Governo propõe desconto em parcela de dívida de Estados e vê alívio de R$9,6 bi em 2016

terça-feira, 15 de março de 2016 22:02 BRT
 

BRASÍLIA (Reuters) - O governo federal acertou uma proposta com governadores nesta terça-feira que poderá reduzir em 9,6 bilhões de reais os desembolsos dos Estados para o pagamento de dívidas com a União e o BNDES neste ano, informou o Ministério da Fazenda.

Para o período de três anos, o alívio pode chegar a um total de 45,5 bilhões de reais, sendo 18,9 bilhões de reais em 2017 e 17 bilhões de reais em 2018.
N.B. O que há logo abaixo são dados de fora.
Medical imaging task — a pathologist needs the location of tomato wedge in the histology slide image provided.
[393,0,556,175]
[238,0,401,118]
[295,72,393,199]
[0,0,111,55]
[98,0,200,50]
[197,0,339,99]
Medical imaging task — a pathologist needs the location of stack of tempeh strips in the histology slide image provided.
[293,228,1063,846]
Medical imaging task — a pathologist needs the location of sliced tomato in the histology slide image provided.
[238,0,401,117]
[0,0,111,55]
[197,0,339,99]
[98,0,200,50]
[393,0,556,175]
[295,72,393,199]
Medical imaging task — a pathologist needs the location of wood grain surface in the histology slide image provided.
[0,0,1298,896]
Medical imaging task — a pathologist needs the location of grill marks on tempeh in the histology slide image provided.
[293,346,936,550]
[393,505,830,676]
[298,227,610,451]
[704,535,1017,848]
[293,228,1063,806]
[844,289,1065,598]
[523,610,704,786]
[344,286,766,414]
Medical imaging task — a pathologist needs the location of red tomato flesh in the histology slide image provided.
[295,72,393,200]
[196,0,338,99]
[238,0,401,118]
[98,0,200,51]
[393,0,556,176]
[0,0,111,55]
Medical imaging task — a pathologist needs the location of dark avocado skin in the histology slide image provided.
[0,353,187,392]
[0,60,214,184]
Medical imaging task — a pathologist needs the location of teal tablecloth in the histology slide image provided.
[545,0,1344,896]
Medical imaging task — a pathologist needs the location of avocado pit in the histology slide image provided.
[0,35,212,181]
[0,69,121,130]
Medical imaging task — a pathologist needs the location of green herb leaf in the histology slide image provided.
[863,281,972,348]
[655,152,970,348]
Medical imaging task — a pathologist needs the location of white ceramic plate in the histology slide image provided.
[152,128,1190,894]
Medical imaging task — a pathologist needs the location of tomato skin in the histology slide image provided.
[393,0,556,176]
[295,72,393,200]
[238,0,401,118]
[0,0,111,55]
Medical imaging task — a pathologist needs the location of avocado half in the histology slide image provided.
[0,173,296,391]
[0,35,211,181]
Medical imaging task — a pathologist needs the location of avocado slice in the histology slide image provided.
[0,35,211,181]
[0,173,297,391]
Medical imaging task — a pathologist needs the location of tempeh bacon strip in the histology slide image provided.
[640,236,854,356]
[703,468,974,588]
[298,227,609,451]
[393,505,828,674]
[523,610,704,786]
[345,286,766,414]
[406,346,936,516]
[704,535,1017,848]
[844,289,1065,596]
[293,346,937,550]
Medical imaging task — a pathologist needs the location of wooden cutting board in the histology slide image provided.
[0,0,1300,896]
O montante leva em conta a hipótese de os Estados assinarem até junho aditivos contratuais referentes ao alongamento das dívidas com a União em 20 anos; ao alongamento em 10 anos das dívidas estaduais com BNDES, com quatro anos de carência; e à redução de 40 por cento no valor das parcelas por dois anos - esta última fruto de proposta fechada nesta terça-feira, em reunião do ministro da Fazenda, Nelson Barbosa, com governadores.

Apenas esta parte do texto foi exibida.